In our series, though a small one, we had to convert to open surgery in one patient, probably as a result of improper case selection. We had minor wound infection in three patients, which subsided with conservative management. Maartense et al. have reported that they did not have any wound infection in their series of 150 patients undergoing HALS. We reused the Gelport device after proper resterilization with ethylene oxide. The practice of reuse of single-use medical devices has been prevalent in many other areas. For example ERCP accessories, angiography guidewires, and even disposable laparoscopic instruments have been reused after proper sterilization without detrimental effect in terms of increased the risk of infection.[27–30]
As our series is small we have not compared our data with the larger series from the literature but our mean operating times were comparable to the various studies (130 and 150 min for colectomy, splenectomy and nephrectomy, respectively in our series and 158, 100 and 155 min as reported by Maartense et al, 140, 90 and 175 min, respectively reported by Chowbey et al.
Hand-assisted laparoscopic surgery may allow surgeons to perform more complex operations by offering the surgeon the advantages of tactile feedback, safe retraction and the ability to perform blunt dissection. We believe that this will become a part of the surgeon's armamentarium and will be incorporated into the modern paradigm of laparoscopic surgery.
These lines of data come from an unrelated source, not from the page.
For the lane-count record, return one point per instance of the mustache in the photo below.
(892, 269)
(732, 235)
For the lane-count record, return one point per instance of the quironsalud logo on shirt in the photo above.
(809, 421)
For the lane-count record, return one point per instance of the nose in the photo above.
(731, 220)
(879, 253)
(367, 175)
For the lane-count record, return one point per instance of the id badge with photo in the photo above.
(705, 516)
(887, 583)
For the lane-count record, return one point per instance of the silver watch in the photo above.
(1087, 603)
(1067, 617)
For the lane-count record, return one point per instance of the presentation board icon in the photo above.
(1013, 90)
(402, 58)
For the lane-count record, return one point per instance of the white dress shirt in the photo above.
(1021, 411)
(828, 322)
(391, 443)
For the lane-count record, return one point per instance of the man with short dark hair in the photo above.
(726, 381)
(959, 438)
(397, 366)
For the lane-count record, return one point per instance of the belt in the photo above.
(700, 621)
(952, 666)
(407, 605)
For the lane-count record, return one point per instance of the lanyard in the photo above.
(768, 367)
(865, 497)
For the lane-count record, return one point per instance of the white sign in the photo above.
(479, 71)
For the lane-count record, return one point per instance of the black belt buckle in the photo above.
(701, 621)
Hand-assisted laparoscopic surgery converts a 2D operation into a 3D one by adding tactile sensation and depth perception thereby simplifying the complex procedures, it reduces the operating time, reduces conversion rate, without increasing the cost, and at the same time maintains all the oncological principles. Hand-assisted laparoscopic surgery strikes a perfect balance between an extended open laparotomy incision and an excessively tedious laparoscopic exercise. Hand assistance is an initial tool for a trainee laparoscopic surgeon or the last resort for an experienced laparoscopic surgeon.